As content owners and marketers, we all know the challenge of managing multiple requests and ideas from different corners of the organization.

We are challenged with striking a balance between hitting the right personas, supporting sales through enablement or lead generation, building product content, getting more eyes on our website, telling our customers’ stories, and having unique perspectives in our thought leadership.

It’s a lot. It often feels like every arm of the business is pulling you.

Supporting it all is easier said than done, especially when the requests keep piling up. The key is to have a clear content strategy in place that allows you to say both “yes” and “no” or “no because” or “no, not right now” to requests.

It doesn’t happen overnight, so being realistic about what we can accomplish with our resources is vital.

It’s about prioritizing and creating content that resonates with our audience and drives results. It is important to remind people that marketers are not just writers or creatives but also strategists and decision-makers. We’ve built a strategy according to our company goals, and you’ve got to respect that.

What tools and software do you regularly use for your job?

Throughout my time in content, I’ve had to wear many hats and juggle multiple tasks, from project management and team communication to SEO and content creation. As a result, I’ve used many tools to streamline my workflow and boost efficiency.

From an operations perspective, we use Asana for project management. I’ve also used Trello, Basecamp, and Wrike before. We’re a Microsoft shop, so we use Outlook for email, Teams for direct messaging, and Sharepoint for collaborating on files. Outside of my organization, I’m in a lot of communities that are housed in Slack.

I’ve used Ahrefs, SEMRush, Screaming Frog, Google Search Console, Google Trends, Google Analytics, LinkedIn Analytics, AnswerThePublic, and many others for SEO and analytics.

For actual content creation, good old Microsoft Office, essential Adobe Creative Cloud, Canva,, Powtoon, Wavve, and now ChatGPT and other AI tools.

For virtual events and videos, On24, GoToWebinar, Vimeo, and Loom. For social media, Hootsuite and Sprout Social.

For the website, I’ve used a variety of CMS at different organs, including WordPress, Episerver, Craft, Wix, and Squarespace. And then other tools for the website, like Drift, Wistia, etc.

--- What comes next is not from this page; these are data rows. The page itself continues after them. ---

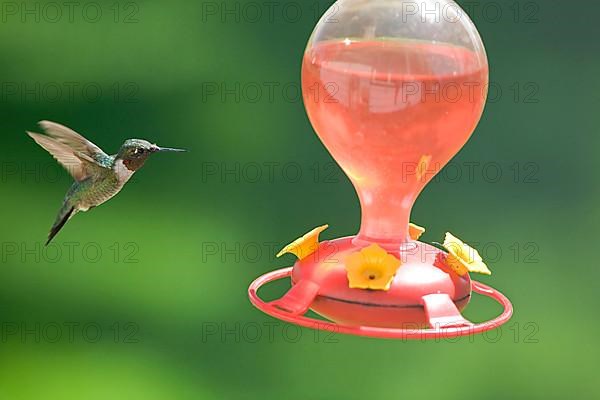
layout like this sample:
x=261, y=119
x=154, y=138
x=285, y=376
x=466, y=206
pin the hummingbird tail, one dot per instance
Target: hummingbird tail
x=61, y=220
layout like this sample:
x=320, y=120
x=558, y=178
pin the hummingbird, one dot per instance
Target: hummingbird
x=98, y=176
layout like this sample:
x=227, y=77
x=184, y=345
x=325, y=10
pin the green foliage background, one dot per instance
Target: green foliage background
x=166, y=306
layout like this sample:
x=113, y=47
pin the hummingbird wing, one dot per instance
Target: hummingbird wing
x=74, y=140
x=80, y=165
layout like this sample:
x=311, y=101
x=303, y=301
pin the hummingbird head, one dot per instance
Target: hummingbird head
x=135, y=152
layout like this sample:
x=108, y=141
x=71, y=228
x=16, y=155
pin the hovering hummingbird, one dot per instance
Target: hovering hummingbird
x=98, y=176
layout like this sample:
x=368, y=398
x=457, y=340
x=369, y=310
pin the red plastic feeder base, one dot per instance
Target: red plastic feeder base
x=436, y=329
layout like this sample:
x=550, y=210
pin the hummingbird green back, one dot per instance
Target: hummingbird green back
x=98, y=176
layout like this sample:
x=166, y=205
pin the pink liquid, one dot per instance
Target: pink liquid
x=392, y=114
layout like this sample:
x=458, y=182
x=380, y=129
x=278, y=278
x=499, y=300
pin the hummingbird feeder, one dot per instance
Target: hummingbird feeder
x=394, y=89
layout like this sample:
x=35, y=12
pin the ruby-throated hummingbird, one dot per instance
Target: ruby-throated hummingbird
x=98, y=176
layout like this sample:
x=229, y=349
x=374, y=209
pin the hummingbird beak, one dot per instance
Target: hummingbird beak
x=157, y=149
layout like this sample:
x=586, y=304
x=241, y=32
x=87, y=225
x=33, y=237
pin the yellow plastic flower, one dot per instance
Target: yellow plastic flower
x=371, y=268
x=462, y=258
x=415, y=231
x=304, y=246
x=423, y=166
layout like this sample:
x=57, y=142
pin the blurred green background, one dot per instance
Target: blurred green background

While having the right tools can make a difference, it’s equally important to have the people and processes to make the most of those tools.

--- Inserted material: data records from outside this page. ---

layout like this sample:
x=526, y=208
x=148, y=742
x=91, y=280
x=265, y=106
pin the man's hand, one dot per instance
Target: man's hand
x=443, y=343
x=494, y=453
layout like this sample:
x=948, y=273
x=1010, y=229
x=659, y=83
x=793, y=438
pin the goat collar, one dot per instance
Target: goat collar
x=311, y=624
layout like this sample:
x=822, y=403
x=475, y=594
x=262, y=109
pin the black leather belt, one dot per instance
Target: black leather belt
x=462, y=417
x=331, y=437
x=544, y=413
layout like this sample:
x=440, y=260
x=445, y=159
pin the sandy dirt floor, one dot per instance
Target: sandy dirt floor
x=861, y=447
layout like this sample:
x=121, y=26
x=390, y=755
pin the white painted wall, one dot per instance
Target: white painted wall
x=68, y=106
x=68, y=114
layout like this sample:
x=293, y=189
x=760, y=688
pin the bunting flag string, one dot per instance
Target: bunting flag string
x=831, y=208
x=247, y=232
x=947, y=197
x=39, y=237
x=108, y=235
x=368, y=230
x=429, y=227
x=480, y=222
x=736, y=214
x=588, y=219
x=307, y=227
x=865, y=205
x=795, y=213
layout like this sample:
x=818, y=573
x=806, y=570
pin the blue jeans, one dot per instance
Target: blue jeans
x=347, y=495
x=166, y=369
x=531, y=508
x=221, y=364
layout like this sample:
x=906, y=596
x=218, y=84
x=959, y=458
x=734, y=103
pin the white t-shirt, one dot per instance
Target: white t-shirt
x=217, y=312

Simply implementing a new tool without a clear plan or understanding of how it fits into your overall strategy can be more of a hindrance than a help, creating clutter and noise.

With any new tool, it’s vital to approach onboarding with a strategic mindset, understanding how they fit into your overall process and then using them to streamline your workflow and improve your results.

Ultimately, the marketer’s skills and expertise make the most significant difference, and tools are just one part of the equation.